You can modify this setting in the spark.executor.memory property. For more information, refer to the Spark documentation.

JVM settings for optimal performance

The following JVM settings are set by default and is recommended only for local mode.

  • -XX:+UseParNewGC
  • -XX:+UseConcMarkSweepGC
  • -XX:CMSInitiatingOccupancyFraction=50
  • -XX:+CMSClassUnloadingEnabled
  • -XX:-DontCompileHugeMethods
  • -XX:CompileThreshold=2000
  • -XX:+UnlockDiagnosticVMOptions
  • -XX:ParGCCardsPerStrideChunk=4k
  • -Djdk.nio.maxCachedBufferSize=131072

Example:

-XX:-DontCompileHugeMethods -XX:+UnlockDiagnosticVMOptions -XX:ParGCCardsPerStrideChunk=4k

CMS collector with ParNew is used by default as above and recommended. GC settings set above have been seen to work best in representative workloads and can be tuned further as per application. For enterprise users off-heap is recommended for best performance.

Set in the conf/locators, conf/leads, and conf/servers file.

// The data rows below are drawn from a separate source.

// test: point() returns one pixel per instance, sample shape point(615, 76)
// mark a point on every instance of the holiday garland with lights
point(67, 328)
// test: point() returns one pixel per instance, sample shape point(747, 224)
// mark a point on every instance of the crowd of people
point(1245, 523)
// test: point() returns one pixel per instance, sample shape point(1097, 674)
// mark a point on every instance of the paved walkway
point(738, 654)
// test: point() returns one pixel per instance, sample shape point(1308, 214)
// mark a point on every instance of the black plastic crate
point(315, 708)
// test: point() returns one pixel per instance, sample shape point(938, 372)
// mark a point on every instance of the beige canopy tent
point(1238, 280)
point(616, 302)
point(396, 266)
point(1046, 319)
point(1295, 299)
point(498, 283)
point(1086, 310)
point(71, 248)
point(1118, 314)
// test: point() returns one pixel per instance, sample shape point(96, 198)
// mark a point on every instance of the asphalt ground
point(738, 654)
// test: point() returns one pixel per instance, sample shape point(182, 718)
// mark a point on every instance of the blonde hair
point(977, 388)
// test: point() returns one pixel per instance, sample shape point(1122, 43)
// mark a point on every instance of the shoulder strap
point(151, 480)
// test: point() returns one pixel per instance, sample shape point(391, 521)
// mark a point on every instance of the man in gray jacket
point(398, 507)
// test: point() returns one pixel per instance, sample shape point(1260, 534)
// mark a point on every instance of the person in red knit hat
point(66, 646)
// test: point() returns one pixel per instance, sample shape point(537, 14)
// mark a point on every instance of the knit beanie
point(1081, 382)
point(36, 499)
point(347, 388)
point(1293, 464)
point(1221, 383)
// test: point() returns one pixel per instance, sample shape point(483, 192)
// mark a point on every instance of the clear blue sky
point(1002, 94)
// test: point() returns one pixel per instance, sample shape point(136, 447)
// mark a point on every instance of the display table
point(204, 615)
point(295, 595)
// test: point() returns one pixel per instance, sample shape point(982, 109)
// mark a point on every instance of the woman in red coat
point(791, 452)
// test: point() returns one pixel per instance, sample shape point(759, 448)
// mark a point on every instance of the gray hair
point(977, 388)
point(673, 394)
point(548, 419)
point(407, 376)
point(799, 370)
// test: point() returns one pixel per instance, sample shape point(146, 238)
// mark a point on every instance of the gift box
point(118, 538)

Code Generation and Tokenization

SnappyData uses generated code for best performance for most of the queries and internal operations. This is done for both Spark-side whole-stage code generation for queries, for example,Technical Preview of Apache Spark 2.0 blog, and internally by SnappyData for many operations. For example, rolling over data from row buffer to column store or merging batches among others.
The point key lookup queries on row tables and JDBC inserts bypasses this and performs direct operations. However, for all other operations the product uses code generation for best performance.

In many cases, the first query execution is slightly slower than subsequent query executions. This is primarily due to the overhead of compilation of generated code for the query plan and optimized machine code generation by JVM's hotspot JIT. Each distinct piece of generated code is a separate class which is loaded using its own ClassLoader. To reduce these overheads in multiple runs, this class is reused using a cache whose size is controlled by spark.sql.codegen.cacheSize property (default is 2000). Thus when the size limit of the cache is breached, the older classes that are used for a while gets removed from the cache.

Further to minimize the generated plans, SnappyData performs tokenization of the values that are most constant in queries by default. Therefore the queries that differ only in constants can still create the same generated code plan. Thus if an application has a fixed number of query patterns that are used repeatedly, then the effect of the slack during the first execution, due to compilation and JIT, is minimized.

Note

A single query pattern constitues of queries that differ only in constant values that are embedded in the query string.

For cases where application has many query patterns, you can increase the value of spark.sql.codegen.cacheSize property from the default size of 2000.

You can also increase the value for JVM's ReservedCodeCacheSize property and add additional RAM capacity accordingly.

Note

In the smart connector mode, Apache Spark has the default cache size as 100 which cannot be changed while the same property works if you are using SnappyData's Spark distribution.